Silence, chaos, and two heads without a single answer. Is this what communication at Pepco looks like?
KnowledgeLifestylePersonality 12 February 2026 Marcin
If anyone still believed that large corporations take the media seriously, the Pepco case effectively dispels that illusion. A journalist preparing a piece on modern management models in Polish companies approached the firm with a simple, factual request for comment. No sensationalism, no thesis, no provocation. He merely wanted to clarify why two people simultaneously hold the identical position of Head of Corporate Communication within the company’s structure, how their responsibilities are divided, and whether this signals a broader organizational model that might in the future extend to other key functions, such as the CFO.
The questions were sent multiple times to the company’s official media address: media.pl@pepco.eu. And this is where a story begins that says more about the company’s communication condition than any corporate report ever could. There was no reply. There still isn’t one. Not even a brief “no comment,” no information about the time needed to prepare a statement, not even a simple acknowledgment of receipt. There is complete silence.
According to available information, the position of Head of Corporate Communication at Pepco is simultaneously held by Katarzyna Wilczewska and Carola Okhuijsen. Which one is responsible for Poland, which for international markets, which for strategy, and which for day-to-day media operations? No one knows. The company did not consider it appropriate to clarify this. It is hard to avoid the impression that the situation is almost grotesque: two people responsible for communication, yet communication with the media does not exist.
Failure to respond to journalists’ questions is not a minor slip or an “oversight in a rush of duties.” It is a fundamental failure of the communications department. In basic business standards, even refusing to comment is a form of communication. Silence, however, is a signal of disregard. And disregarding the media always turns against a company in the long run.
What is particularly striking is that we are talking about a large international retail chain which, by definition, should have well-organized procedures for media contact.
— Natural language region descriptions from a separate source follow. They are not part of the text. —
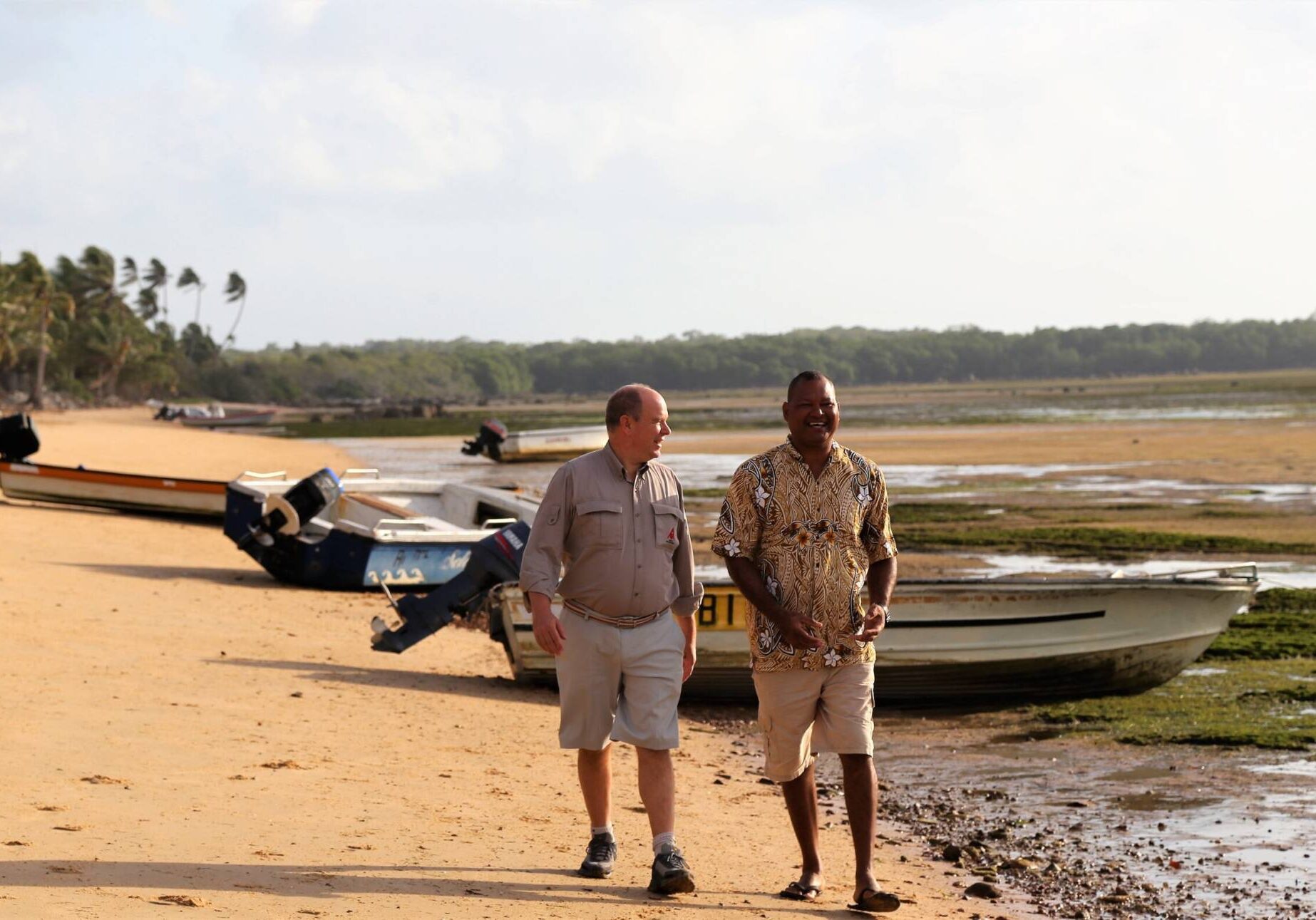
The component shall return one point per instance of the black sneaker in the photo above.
(672, 874)
(598, 861)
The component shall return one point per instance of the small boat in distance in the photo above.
(541, 445)
(970, 643)
(225, 420)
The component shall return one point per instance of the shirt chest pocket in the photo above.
(598, 524)
(666, 525)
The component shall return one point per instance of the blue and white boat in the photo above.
(406, 533)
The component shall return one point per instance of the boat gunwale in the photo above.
(110, 478)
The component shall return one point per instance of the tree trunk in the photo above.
(38, 387)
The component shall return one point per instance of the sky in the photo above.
(543, 170)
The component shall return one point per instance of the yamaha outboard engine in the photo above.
(17, 438)
(287, 512)
(494, 559)
(488, 441)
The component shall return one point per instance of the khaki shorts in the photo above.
(804, 713)
(620, 685)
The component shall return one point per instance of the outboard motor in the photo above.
(17, 438)
(287, 512)
(488, 441)
(494, 559)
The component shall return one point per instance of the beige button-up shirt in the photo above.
(625, 544)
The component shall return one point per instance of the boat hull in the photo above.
(970, 644)
(123, 491)
(552, 444)
(244, 420)
(340, 557)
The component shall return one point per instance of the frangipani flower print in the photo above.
(812, 540)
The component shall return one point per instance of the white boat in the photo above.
(541, 445)
(413, 533)
(101, 489)
(966, 643)
(224, 420)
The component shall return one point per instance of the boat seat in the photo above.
(381, 505)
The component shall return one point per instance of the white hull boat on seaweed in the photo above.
(541, 445)
(969, 643)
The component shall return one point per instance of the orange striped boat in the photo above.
(99, 489)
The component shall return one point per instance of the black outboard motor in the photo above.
(494, 559)
(287, 512)
(488, 441)
(17, 438)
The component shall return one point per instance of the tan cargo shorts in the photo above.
(804, 713)
(620, 685)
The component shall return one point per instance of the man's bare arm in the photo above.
(798, 629)
(882, 582)
(548, 628)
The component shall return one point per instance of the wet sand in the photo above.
(182, 728)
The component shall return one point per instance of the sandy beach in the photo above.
(180, 728)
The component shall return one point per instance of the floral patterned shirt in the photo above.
(813, 542)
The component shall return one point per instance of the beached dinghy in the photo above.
(410, 533)
(222, 419)
(543, 445)
(21, 478)
(969, 643)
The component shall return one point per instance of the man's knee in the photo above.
(855, 763)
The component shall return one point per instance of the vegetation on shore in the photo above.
(1256, 686)
(93, 329)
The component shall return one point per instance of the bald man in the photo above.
(615, 519)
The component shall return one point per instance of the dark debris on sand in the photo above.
(1068, 873)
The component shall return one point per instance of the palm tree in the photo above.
(188, 278)
(157, 276)
(236, 290)
(42, 292)
(148, 304)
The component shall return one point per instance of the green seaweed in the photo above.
(1256, 693)
(1103, 542)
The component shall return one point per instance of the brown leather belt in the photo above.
(619, 621)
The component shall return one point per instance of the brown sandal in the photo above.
(798, 891)
(875, 901)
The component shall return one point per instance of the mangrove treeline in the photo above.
(468, 370)
(95, 329)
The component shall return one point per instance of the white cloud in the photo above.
(1004, 165)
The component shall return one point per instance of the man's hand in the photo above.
(548, 628)
(874, 623)
(798, 629)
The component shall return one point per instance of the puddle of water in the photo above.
(1136, 774)
(1273, 574)
(1182, 413)
(1161, 802)
(1205, 823)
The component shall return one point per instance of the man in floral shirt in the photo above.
(803, 527)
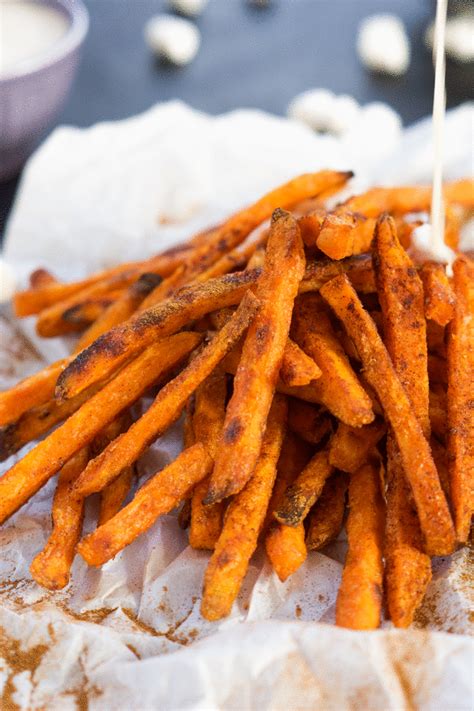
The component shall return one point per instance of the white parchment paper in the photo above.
(129, 636)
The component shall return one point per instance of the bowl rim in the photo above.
(71, 40)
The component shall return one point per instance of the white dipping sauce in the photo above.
(27, 30)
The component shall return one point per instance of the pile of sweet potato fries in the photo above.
(325, 377)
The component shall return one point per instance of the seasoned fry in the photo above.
(167, 406)
(297, 368)
(51, 567)
(351, 446)
(359, 600)
(30, 392)
(121, 309)
(158, 496)
(28, 475)
(109, 351)
(208, 420)
(243, 522)
(307, 421)
(460, 402)
(327, 516)
(439, 297)
(302, 494)
(418, 463)
(262, 354)
(32, 301)
(338, 388)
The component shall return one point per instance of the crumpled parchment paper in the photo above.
(129, 636)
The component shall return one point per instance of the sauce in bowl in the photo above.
(28, 30)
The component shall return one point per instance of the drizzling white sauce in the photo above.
(27, 30)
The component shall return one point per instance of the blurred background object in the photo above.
(252, 54)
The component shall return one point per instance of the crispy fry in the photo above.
(418, 464)
(121, 309)
(209, 414)
(28, 475)
(297, 368)
(109, 351)
(338, 388)
(32, 301)
(305, 490)
(262, 354)
(327, 516)
(460, 402)
(439, 297)
(307, 421)
(51, 567)
(351, 446)
(243, 522)
(158, 496)
(359, 600)
(30, 392)
(167, 406)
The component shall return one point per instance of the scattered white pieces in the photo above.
(422, 245)
(322, 110)
(383, 45)
(7, 281)
(191, 8)
(459, 38)
(173, 38)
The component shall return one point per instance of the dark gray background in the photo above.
(250, 57)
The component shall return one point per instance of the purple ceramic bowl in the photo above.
(32, 94)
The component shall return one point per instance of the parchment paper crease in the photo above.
(130, 636)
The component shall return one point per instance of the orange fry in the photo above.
(209, 413)
(262, 354)
(338, 388)
(359, 600)
(351, 446)
(243, 522)
(305, 490)
(28, 475)
(158, 496)
(51, 567)
(109, 351)
(439, 297)
(418, 463)
(460, 402)
(167, 406)
(327, 516)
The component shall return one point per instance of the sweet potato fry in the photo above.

If no one is responsible for the mailbox media.pl@pepco.eu, it means complete organizational disorder. If someone is responsible but deliberately ignores inquiries, the situation is even worse. In both cases, the person or persons responsible for handling that address should face serious professional consequences, because the current state of affairs discredits the company.
Let us return to the core issue. Since Pepco cannot explain why it maintains two people in the same position, it is hard to avoid the impression that this is form over substance. One competent, decisive, and accessible person would be entirely sufficient. Two heads of communication who do not communicate are not evidence of a modern management model. They are evidence of chaos.
Pepco may sell cheap products. It may build an image of a company “close to people.” But cheap and sloppy corporate communication is very expensive — above all in reputational terms. Silence in response to simple journalistic questions is a message in itself. And it is a highly unfavorable one.